Reconstructs metabolic pathways and estimates pathway completeness for a given set of contigs.
- Requires or uses
- Running metabolism estimation on a single contigs database
- Running metabolism estimation on multiple contigs databases
- Adjusting module completion threshold
- Controlling output
- Additional Resources
Requires or uses
anvi-estimate-metabolism predicts the metabolic capabilities of organisms based on their genetic content. It relies upon kegg-functions and metabolism information from the KEGG resource, which is stored in kegg-db.
The metabolic pathways that this program currently considers are those defined by KOs in the KEGG MODULES resource. Each KO represents a gene function, and a KEGG module is a set of KOs that collectively carry out the steps in a metabolic pathway. Therefore, for this to work, you need to have annotated your contigs-db with hits to the KEGG KOfam database by running anvi-run-kegg-kofams prior to using this program.

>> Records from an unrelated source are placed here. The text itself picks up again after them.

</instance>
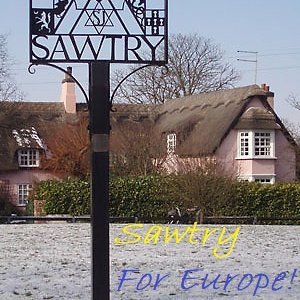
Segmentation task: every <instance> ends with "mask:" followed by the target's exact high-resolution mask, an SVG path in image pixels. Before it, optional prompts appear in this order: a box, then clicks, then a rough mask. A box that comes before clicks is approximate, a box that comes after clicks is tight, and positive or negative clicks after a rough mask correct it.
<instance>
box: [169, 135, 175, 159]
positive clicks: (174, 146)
mask: <svg viewBox="0 0 300 300" xmlns="http://www.w3.org/2000/svg"><path fill="white" fill-rule="evenodd" d="M175 149H176V134H175V133H170V134H168V135H167V152H168V154H171V153H175Z"/></svg>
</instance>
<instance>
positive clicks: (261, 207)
mask: <svg viewBox="0 0 300 300" xmlns="http://www.w3.org/2000/svg"><path fill="white" fill-rule="evenodd" d="M221 213H223V214H224V215H237V216H258V217H300V184H299V183H293V184H290V183H289V184H274V185H272V184H259V183H236V184H235V196H234V198H233V199H232V201H230V202H229V203H228V206H227V207H225V208H224V210H223V211H221Z"/></svg>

Given a properly annotated contigs-db, this program determines which KOs are present and from those determines the completeness of each KEGG module. The results are described in a set of output text files, collectively referred to as kegg-metabolism.
Running metabolism estimation on a single contigs database
There are several possible inputs to this program. For single genomes - isolate genomes or MAGs, for example - you can provide a contigs-db. If your contigs-db describes a metagenome rather than a single genome, you can provide the flag
--metagenome-mode. In metagenome mode, KOfam hits in the contigs-db are analyzed as though they belong to one collective genome, despite the fact that the sequences represent multiple different populations. Alternatively, if you have binned your metagenome sequences into separate populations and would like metabolism estimation to be run separately on each bin, you can provide a profile-db and a collection.
Estimation for a single genome
anvi-estimate-metabolism -c CONTIGS.db
Estimation for a metagenome
anvi-estimate-metabolism -c CONTIGS.db --metagenome-mode
Estimation for bins in a metagenome
You can estimate metabolism for each bin in a collection:
anvi-estimate-metabolism -c CONTIGS.db -p PROFILE.db -C COLLECTION_NAME
anvi-estimate-metabolism -c CONTIGS.db -p PROFILE.db -C COLLECTION_NAME -b BIN_NAME
Or, you can provide a specific list of bins in a text file:
anvi-estimate-metabolism -c CONTIGS.db -p PROFILE.db -C COLLECTION_NAME -B bin_ids.txt
Each line in the
bin_ids.txt file should be a bin name from the collection.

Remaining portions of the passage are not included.